Faculty Spotlight: James Scalise

Get to know Professor James Scalise, whose career journey from engineering to consulting reflects his passion for innovation, mentoring students and lifelong learning.

What inspired you to pursue a career in management consulting?

I had the opportunity very soon after getting my undergraduate degree in engineering to work in manufacturing and supply chain operations with a company experiencing a lot of change. It was in the early 1980s and at the time many companies were investing (for the first time) in using information technology to dramatically improve performance. I found my way on the project teams that were doing this work for two companies in succession along with my regular job. Everything that we were doing was so new to everyone and the changes were substantial, and I became focused on this type of work – the work that consultants do. 

Gradually, I focused on consulting and the systems that are important in the functions of accounting and finance. All of that experience led me to what I am doing now with the Poole College of Management – teaching students how operations, finance and technology are integrated within a business.

Share a memorable teaching moment or experience that significantly impacted one or more students.

I have had students who were struggling with figuring out what they wanted to do professionally and going through the natural anxiety with that ambiguity. In one case, my student had changed majors a couple of times and wondered what would happen if they couldn’t get through the accounting program. With some basic reassurance, some light counseling and letting the student know that they had the potential to do great things, I noticed the pressure beginning to lessen and soon thereafter they achieved an undergraduate degree, quickly followed by a MAC degree, and then on to one of the big firms.

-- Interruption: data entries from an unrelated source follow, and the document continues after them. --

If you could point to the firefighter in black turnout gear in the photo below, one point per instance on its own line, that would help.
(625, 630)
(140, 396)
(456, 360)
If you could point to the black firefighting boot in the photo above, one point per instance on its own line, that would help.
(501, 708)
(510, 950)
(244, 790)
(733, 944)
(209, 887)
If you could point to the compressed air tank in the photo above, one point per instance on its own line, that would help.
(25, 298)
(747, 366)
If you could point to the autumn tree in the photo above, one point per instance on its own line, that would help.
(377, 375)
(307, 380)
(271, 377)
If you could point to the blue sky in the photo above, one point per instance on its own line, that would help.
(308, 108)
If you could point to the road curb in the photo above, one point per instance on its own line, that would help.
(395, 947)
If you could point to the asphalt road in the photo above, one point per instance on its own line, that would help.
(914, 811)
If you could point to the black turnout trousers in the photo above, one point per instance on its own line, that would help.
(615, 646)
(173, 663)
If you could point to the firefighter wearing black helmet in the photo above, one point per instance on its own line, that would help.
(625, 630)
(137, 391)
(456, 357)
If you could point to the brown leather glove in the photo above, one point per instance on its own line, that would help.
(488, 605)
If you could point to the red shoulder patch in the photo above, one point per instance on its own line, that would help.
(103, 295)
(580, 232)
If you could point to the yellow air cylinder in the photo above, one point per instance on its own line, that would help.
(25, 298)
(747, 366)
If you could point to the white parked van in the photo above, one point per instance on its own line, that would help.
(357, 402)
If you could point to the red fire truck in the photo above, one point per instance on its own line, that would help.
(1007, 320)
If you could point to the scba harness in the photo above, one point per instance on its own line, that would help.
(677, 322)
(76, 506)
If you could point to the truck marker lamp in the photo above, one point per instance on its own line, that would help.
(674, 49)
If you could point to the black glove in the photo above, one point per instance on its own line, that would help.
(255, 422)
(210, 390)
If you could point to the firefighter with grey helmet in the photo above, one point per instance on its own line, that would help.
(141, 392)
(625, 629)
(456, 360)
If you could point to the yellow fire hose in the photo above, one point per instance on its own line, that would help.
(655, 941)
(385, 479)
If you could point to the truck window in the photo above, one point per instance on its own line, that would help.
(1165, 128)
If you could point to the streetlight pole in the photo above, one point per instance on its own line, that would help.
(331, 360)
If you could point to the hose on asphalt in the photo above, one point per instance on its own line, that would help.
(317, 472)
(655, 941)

How do you stay current in your field and bring that knowledge into the classroom?

I have been a regular reader of the Wall Street Journal and the Financial Times for many years. I like to read and/or listen to books on many genres and have an intense interest in stories about what makes companies great but also when there is business scandal, corruption, and bad actors that cause companies to be the opposite of great. There is a lot to learn from both.

It is okay not to have a clear plan of what you want to do in life.

What advice do you have for students interested in pursuing a career in accounting?

My advice would be the same for someone pursuing a degree in accounting as I would for a student pursuing any degree. It is okay not to have a clear plan of what you want to do in life. You want to strive to be the best you can be and over time you will figure out that path. I encourage young professionals in accounting to be students of the business. Be curious and learn how the business functions from different perspectives – not just accounting. You will be a much better accountant as a result. Continue to develop and augment your skill set. Lifetime learning is critical to success in my opinion. And finally, be a good teammate – work hard, respect your team members, be thoughtful and kind to those you work with and be patient with yourself.

Outside of teaching and research, what hobbies or activities do you enjoy?

My wife Lisa and I have owned a retail business for nearly 30 years here, and I really enjoy helping her in the areas that I can. It is gratifying to see what she has accomplished over time and to continue to play a small part in that. I also enjoy golf, volunteer work and travel.